About the talk
The talk was good but not adapted to an academic audience. If you are familiar with the topic you probably wouldn't have learned something new. But the talk did lead to interesting - and often expected - questions around and about deep learning. Sadly - to me - it was more where does it work?, what are the best parameters? than how does it work actually?
As the speaker did remind to us, neural networks (NNs) aren't new on the market. They were discoveries years ago, it was promising and then nothing, other techniques were used, leaving specialists in their niche. I do remember courses during my master in image processing about 15 years ago [in Pierre et Marie Curie Paris VI] where the person teaching and introducing KNN and NNs sounds both excited and disenchanted. This until computers got faster (thanks to cpu, gpu, many-core, cluster, graphic card programming "et j'en passe") and suddenly it was possible to use NNs, to get results, to reproduce them and to beat classification challenges by far comparing to the expert of the field.

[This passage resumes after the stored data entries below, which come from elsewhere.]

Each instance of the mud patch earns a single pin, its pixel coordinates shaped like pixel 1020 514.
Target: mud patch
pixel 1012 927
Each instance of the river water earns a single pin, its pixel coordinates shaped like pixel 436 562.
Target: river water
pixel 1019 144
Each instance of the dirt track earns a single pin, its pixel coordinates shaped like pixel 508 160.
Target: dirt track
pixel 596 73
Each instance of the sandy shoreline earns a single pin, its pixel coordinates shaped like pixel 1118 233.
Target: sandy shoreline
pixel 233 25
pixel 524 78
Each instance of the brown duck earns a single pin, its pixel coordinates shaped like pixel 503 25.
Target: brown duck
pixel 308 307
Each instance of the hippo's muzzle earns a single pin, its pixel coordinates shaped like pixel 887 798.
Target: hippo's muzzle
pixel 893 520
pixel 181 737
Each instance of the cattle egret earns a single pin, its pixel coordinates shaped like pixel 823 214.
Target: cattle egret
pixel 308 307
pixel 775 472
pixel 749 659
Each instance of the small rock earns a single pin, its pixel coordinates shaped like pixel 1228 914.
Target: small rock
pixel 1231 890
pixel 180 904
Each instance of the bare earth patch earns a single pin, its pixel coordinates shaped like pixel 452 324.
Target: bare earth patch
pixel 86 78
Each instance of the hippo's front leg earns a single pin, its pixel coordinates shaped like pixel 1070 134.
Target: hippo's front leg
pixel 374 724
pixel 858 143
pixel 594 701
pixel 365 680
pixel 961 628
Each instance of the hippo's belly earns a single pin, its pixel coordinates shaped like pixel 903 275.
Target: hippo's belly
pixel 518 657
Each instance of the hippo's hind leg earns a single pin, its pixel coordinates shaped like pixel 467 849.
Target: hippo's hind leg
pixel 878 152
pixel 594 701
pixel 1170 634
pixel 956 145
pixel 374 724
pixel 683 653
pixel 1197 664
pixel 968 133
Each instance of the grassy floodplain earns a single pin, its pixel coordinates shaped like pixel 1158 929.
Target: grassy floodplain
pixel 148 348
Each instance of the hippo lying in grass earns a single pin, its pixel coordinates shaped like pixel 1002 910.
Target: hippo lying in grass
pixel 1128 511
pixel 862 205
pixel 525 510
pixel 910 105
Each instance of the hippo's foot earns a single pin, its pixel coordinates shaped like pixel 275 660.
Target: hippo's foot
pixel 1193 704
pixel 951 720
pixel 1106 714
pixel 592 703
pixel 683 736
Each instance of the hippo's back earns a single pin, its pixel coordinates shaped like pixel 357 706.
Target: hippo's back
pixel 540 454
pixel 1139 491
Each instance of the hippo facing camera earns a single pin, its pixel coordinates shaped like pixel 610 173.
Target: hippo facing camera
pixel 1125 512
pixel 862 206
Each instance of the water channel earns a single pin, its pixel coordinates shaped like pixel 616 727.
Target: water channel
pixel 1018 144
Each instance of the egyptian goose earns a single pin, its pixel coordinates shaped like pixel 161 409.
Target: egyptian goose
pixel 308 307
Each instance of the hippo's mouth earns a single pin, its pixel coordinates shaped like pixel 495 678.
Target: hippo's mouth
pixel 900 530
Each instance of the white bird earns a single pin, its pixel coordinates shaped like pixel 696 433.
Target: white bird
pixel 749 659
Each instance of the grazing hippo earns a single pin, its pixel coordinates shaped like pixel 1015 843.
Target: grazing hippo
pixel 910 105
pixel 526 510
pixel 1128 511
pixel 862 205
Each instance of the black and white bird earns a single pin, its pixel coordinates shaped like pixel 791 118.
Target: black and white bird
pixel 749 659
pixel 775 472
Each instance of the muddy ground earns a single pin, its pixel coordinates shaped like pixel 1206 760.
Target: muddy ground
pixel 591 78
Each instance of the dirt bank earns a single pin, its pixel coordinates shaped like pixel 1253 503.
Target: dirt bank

For every new promising technique there is the temptation to use if for everything in a brute force manner. But it doesn't work all the time. One remark given by the speaker is these solutions work when you are overloaded with data, when you immersed into data. It's not a surprise that big players such as Google, Facebook, Amazon and more are heavy on growing their deep learning team.
About automation, AI and drugs
You hear and see more and more presentations about deep learning, artificial intelligence (AI) where people are dreaming of AI being able to put words on a given image in a similar way a human will do. It's kind of working but there is no magic. It made me remember about an experiment where the researchers claimed to be able to produce images/video corresponding to the images we see in our dreams. Often people fear - and they can - about computer taking control over us, making decisions for us until we start working for them.
It is interesting to understand why pharmacy companies - those making drugs - are so big into deep learning. Bio-Informatics offer the perfect environment for developing big data solution. Here I'm not talking about the phase where drug need to be tested and evaluated on human but what happen before. Biology and chemistry (or computer chemistry) can be simulated using pretty accurate models, meaning you don't need to run an actual biological or chemical experiment. You can simulate the experiment, generate a huge amount of data and let your algorithm do the analysis. And guess what, computer vision, machine learning, deep learning - not to mention optimization - are part of the solution. And the faster you get your results, the faster you have a new drug to potentially introduce on the market hopefully before your competitor. I'm not sure "normal" people got a glimpse on that side of research, in that field it's actually the biological/chemical experiment that will validate a virtual experiment (remember to watch Terminator 4 or 5 at leas the last on screen...).
About the big brain project and graphic cards and evolution
Research is cool. It's very interesting to see how connections/links between highly specialized fields are happening to build a new framework for research. The big brain project (not sure about the name but there is the US and the EU version) is the perfect example, different fields from neuroscientists to computer graphics and hardware manufacturers need to collaborate to build this virtual brain model.
One of the last comment from the speaker yesterday had a pertinent echo in my head. This comment illustrates perfectly how technology is evolving and frameworks are crossing their paths. He told us that graphic card manufacturer (such as nvidia to not name them) are now developing hardware dedicated to run deep learning process, once again the hardware architecture helping to fasten a programmed algorithm. But until when and is it a good approach?
Years ago and not so long time ago when computers were already getting faster, people were designing hardware to run image processing/computer vision algorithms. This because the computers in their at-this-time state weren't fast enough. Like the brain was too small and needed to grow or modify its physical body to evolve. But then computer became faster and those special design weren't adaptable enough, too specialized. I feel that we are living a similar state with deep learning. The question will be is hyper-specialization of computer hardware the solution - momentarily for sure - for deep learning or not?
About the future
We are all doomed. Soon computer will be smart enough to redesign their body when they will reach their limits to overpass them. I haven't any spoiler about how and when, out Mayan friends had a big fail about it three years ago, we have to be patient.